The most common questions Courtnay hears in her group involve:

  • How long it takes for a biologic to relieve RA symptoms
  • Side effects
  • How to overcome fears about self-injections
  • How to manage infusions

She shared with her group members that she chose to take her biologic by infusion because she was anxious about having a reaction to medication without medical staff present. And she discusses the particulars of her treatment.

“Infusions take time. I tell them that when I go to the infusion lab, I’m there for hours to get my treatment, and then I am wiped out for hours afterward. Even on a biologic, I still struggle with RA fatigue,” says Courtnay.

She tells those who are new to infusions to “take naps and plan ahead for infusion days, so you can take care of yourself, ” she says. “We talk about the fact that with RA, it’s OK to say no sometimes.”

Rick Phillips was diagnosed with RA in 2000. He’s taken five different biologics since then to try to control his disease and has used his current one since 2014. He leads an Arthritis Foundation online connect group from his home in Carmel, IN, and says he often clears up myths about biologics.

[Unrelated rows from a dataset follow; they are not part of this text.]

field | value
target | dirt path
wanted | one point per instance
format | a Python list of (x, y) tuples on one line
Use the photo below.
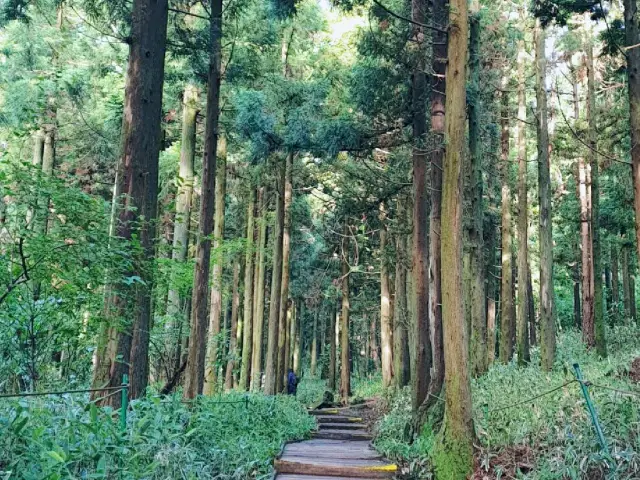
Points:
[(340, 449)]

 “Some people come into our talks and say, ‘My doctor wants me to start a biologic, and I don’t want to take it.’ They’re concerned about the name ‘biologic.’ They associate this with something scary or bad” and may not understand about the benefits, he says.

“One person fought taking a biologic for years because she had not met anyone else who used one. I told her that taking a biologic gave me my life back. She asked me, ‘Aren’t you afraid of side effects?’ I told her that I was concerned, but I put those fears aside, and I have had a great experience.”

Some members of his group live in rural areas hundreds of miles from anyone else who has RA. Social media provide connection and support that they couldn’t find otherwise, says Phillips.

Members of his group often compare their experiences using different biologics for their RA.

“I have type 1 diabetes, so I have no self-injection phobia,” he says. “But I hear some people in our group say that they could never give themselves a biologic injection. I share tips, like using an ice cube to numb your skin before the injection.”


People who take biologics for RA also connect to talk about managing the costs of biologics. When a woman in Phillips’ group said she struggled to afford her drug copays, members talked to her about discount programs offered by drug manufacturers.

“We don’t hold ourselves out as insurance experts, but we are copay card experts,” he says.

Barron talks with her group members about advocacy. She tells them how to contact their legislators to educate them about RA and discusses bills that aim to expand insurance coverage of biologics.

Being an advocate can help you feel more in control of your life with RA, she says.

“Advocacy builds your self-esteem and self-worth. It can lead you to a gain in self-confidence,” says Barron. “I have made new friends all over the country, from California to Florida, all because of RA advocacy groups. I decided to make arthritis my strength and not my weakness.”